The relationship between two-party systems and majority-rule elections is called “Duverger’s law” in political science. In a theory paper that I wrote some time ago (before the release of Bitcoin)  with Martin Osborne, we identified economies of scale  in a plurality-rule election system as one possible explanation for   “Duverger’s law.” My thinking now is that the argument in that paper is rather compelling for predicting the eventual agglomeration that we will see in Bitcoin mining. Simply, because of economies of scale a stable outcome cannot involve more than two miners: there is always an incentive for miners to agglomerate into a pool with more than 50% computational power.

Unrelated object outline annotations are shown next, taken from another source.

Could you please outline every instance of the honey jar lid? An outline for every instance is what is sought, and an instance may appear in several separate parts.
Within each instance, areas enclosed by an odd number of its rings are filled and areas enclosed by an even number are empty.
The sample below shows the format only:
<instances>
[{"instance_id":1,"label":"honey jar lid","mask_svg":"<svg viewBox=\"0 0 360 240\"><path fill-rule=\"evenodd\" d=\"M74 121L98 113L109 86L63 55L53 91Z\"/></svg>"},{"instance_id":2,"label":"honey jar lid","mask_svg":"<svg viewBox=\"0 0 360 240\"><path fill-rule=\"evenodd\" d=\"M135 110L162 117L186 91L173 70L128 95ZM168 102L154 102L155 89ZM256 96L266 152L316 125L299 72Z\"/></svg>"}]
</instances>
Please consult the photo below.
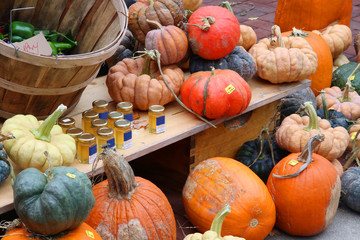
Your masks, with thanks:
<instances>
[{"instance_id":1,"label":"honey jar lid","mask_svg":"<svg viewBox=\"0 0 360 240\"><path fill-rule=\"evenodd\" d=\"M95 135L92 133L82 133L78 140L80 142L91 142L91 141L95 141Z\"/></svg>"},{"instance_id":2,"label":"honey jar lid","mask_svg":"<svg viewBox=\"0 0 360 240\"><path fill-rule=\"evenodd\" d=\"M115 127L129 127L130 121L126 119L119 119L114 122Z\"/></svg>"},{"instance_id":3,"label":"honey jar lid","mask_svg":"<svg viewBox=\"0 0 360 240\"><path fill-rule=\"evenodd\" d=\"M107 125L106 119L96 118L91 121L91 127L105 127Z\"/></svg>"},{"instance_id":4,"label":"honey jar lid","mask_svg":"<svg viewBox=\"0 0 360 240\"><path fill-rule=\"evenodd\" d=\"M75 119L71 118L71 117L64 117L59 119L58 124L61 126L70 126L75 124Z\"/></svg>"},{"instance_id":5,"label":"honey jar lid","mask_svg":"<svg viewBox=\"0 0 360 240\"><path fill-rule=\"evenodd\" d=\"M124 114L122 112L118 112L118 111L112 111L112 112L109 112L108 114L108 119L122 119L124 118Z\"/></svg>"},{"instance_id":6,"label":"honey jar lid","mask_svg":"<svg viewBox=\"0 0 360 240\"><path fill-rule=\"evenodd\" d=\"M114 129L109 127L101 127L97 130L99 136L110 136L114 134Z\"/></svg>"},{"instance_id":7,"label":"honey jar lid","mask_svg":"<svg viewBox=\"0 0 360 240\"><path fill-rule=\"evenodd\" d=\"M82 117L83 118L98 118L99 117L99 113L92 110L92 109L89 109L89 110L86 110L82 113Z\"/></svg>"},{"instance_id":8,"label":"honey jar lid","mask_svg":"<svg viewBox=\"0 0 360 240\"><path fill-rule=\"evenodd\" d=\"M66 134L69 134L71 136L80 136L82 133L83 130L77 127L72 127L66 130Z\"/></svg>"},{"instance_id":9,"label":"honey jar lid","mask_svg":"<svg viewBox=\"0 0 360 240\"><path fill-rule=\"evenodd\" d=\"M99 99L99 100L95 100L92 103L93 107L107 107L109 105L109 103L105 100Z\"/></svg>"},{"instance_id":10,"label":"honey jar lid","mask_svg":"<svg viewBox=\"0 0 360 240\"><path fill-rule=\"evenodd\" d=\"M149 110L151 112L162 112L165 110L164 106L161 106L161 105L151 105L149 107Z\"/></svg>"},{"instance_id":11,"label":"honey jar lid","mask_svg":"<svg viewBox=\"0 0 360 240\"><path fill-rule=\"evenodd\" d=\"M116 107L120 108L120 109L128 110L128 109L131 109L133 107L133 105L131 102L119 102L116 105Z\"/></svg>"}]
</instances>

Now it is also clear that a persistent monopolist is not a stable outcome. as the monopolist will have an incentive to reduce mining cost by remaining at just over 50% of computational power. After all, by way of market power there is no difference between having 51% of power and 52% of computational power. The non-monopolist, on the other hand,  will have an incentive to increase their mining power or simply drop out (49% with a persistent monopoly is the same as having %0). Of course, there is another possibility: no miners. But that is also not possible, as in the absence of miners anyone can use the computational power of a smart watch to mine Bitcoin, just for fun.

 

7 Responses to "Duverger’s law for market concentration in Bitcoin mining"
  1. Excellent application of theory, but it still fails to address the controlling power of a 51% monopoly. Perhaps the paradigm sought here is Mutually Assured Destruction Duopoly. But I think that it is not a stable outcome as why wouldn’t a monopolist seek to retain their (temporary) monopoly power by disallowing their competitors transactions.

    • They would try to disallow their competitor’s transactions. But that can’t last long if their competitor is actively seeking to regain control. Remember that mining is also about luck, so if two companies are vying for 50%, then luck becomes the great decider at any given moment. Having a persistent 51% is much harder than it sounds, especially when luck factors in.

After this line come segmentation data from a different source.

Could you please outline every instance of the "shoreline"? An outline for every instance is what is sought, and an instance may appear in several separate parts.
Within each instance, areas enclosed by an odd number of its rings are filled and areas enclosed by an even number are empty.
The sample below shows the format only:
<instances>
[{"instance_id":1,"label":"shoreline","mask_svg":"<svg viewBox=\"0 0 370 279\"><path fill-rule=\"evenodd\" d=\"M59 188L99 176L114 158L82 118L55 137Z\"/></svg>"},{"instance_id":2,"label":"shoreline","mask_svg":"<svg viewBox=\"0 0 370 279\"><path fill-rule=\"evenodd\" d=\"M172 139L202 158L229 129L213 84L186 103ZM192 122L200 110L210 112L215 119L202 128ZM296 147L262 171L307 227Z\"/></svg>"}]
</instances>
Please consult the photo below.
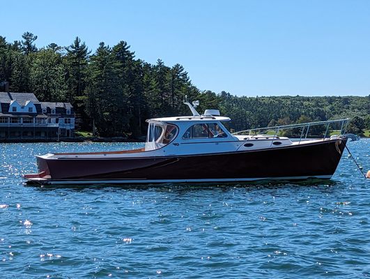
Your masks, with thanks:
<instances>
[{"instance_id":1,"label":"shoreline","mask_svg":"<svg viewBox=\"0 0 370 279\"><path fill-rule=\"evenodd\" d=\"M18 143L47 143L47 142L145 142L145 139L128 138L121 137L75 137L50 139L1 139L2 144Z\"/></svg>"},{"instance_id":2,"label":"shoreline","mask_svg":"<svg viewBox=\"0 0 370 279\"><path fill-rule=\"evenodd\" d=\"M360 139L370 139L370 137L360 137ZM0 140L0 144L21 143L48 143L48 142L145 142L144 137L128 138L123 137L75 137L51 138L51 139L7 139Z\"/></svg>"}]
</instances>

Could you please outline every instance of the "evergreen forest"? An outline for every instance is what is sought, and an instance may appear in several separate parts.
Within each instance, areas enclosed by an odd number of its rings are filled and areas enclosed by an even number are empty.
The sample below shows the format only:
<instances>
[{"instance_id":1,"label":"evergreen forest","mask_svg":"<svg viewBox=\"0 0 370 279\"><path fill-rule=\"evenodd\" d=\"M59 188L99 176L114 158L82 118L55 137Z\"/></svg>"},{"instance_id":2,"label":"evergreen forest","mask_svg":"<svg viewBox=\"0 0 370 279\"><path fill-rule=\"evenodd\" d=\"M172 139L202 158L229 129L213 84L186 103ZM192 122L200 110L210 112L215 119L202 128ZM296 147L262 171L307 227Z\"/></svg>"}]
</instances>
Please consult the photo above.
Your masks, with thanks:
<instances>
[{"instance_id":1,"label":"evergreen forest","mask_svg":"<svg viewBox=\"0 0 370 279\"><path fill-rule=\"evenodd\" d=\"M370 129L370 95L238 97L199 90L180 64L147 63L123 40L112 47L100 43L93 52L79 37L68 46L41 48L37 38L30 32L14 42L0 36L0 83L41 101L70 102L78 129L100 136L137 138L146 134L148 118L189 115L185 95L200 101L199 112L218 109L231 117L234 130L346 117L349 132Z\"/></svg>"}]
</instances>

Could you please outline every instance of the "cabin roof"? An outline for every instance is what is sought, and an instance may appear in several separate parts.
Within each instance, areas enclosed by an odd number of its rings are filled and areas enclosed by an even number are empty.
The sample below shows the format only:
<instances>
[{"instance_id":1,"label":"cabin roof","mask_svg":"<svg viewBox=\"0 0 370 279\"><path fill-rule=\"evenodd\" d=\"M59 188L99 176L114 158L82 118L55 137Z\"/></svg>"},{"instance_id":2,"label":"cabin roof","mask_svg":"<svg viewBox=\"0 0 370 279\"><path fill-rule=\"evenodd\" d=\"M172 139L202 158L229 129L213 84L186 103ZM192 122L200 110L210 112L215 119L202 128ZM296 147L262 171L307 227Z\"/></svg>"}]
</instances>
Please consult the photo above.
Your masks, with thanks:
<instances>
[{"instance_id":1,"label":"cabin roof","mask_svg":"<svg viewBox=\"0 0 370 279\"><path fill-rule=\"evenodd\" d=\"M217 122L217 121L229 121L231 119L229 117L224 116L175 116L175 117L162 117L153 118L147 120L149 121L162 121L162 122Z\"/></svg>"}]
</instances>

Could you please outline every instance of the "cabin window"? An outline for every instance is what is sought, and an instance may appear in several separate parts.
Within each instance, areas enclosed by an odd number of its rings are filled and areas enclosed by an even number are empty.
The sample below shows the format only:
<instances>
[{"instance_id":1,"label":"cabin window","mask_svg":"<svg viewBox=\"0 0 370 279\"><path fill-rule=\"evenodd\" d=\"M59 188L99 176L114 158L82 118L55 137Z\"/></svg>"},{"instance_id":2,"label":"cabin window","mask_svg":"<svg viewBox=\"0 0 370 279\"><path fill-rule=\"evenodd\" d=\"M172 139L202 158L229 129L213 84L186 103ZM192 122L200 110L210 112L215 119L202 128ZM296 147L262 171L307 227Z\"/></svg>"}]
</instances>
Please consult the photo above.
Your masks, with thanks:
<instances>
[{"instance_id":1,"label":"cabin window","mask_svg":"<svg viewBox=\"0 0 370 279\"><path fill-rule=\"evenodd\" d=\"M185 133L184 140L226 137L227 134L217 123L194 124Z\"/></svg>"},{"instance_id":2,"label":"cabin window","mask_svg":"<svg viewBox=\"0 0 370 279\"><path fill-rule=\"evenodd\" d=\"M175 125L151 123L148 128L145 149L153 150L161 148L174 140L177 133L178 128Z\"/></svg>"}]
</instances>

    • I agree. The fact that two pools could collude to gain 51 pct monopoly at any point means that the problem still exists. This is not a stable enough fix.

    • Ben’s argument is the correct. Persistent 51% is not going to happen, because the other miners will actively compete.

  2. The currency is not dead, but as I predicted to you, the authorities in many countries have moved against it because of all the criminality surrounding this currency, limiting its potential use. And having a Russian owned computing company own half of it also sounds exactly what I predicted to you about the real users of this currency.
    Still, its survival does show there is a cohesive group still backing it and that there is real demand for an internet currency.

    • Paul, Paul, Paul…I haven’t read your follow-up post to my Bitcoin post. I’ll read it now, though I can predict what you wrote.

  3. The Bitcoin story is reminiscent of some agricultural experiments. A number of people tried to establish a cashmere growing industry here. For a long time there was lots of profit in it due to the breeding and selling so-called stud animals. However, beyond this there was little supportive trading of the actual fibre or the meat. Eventually the industry collapsed to a hobby farm interest.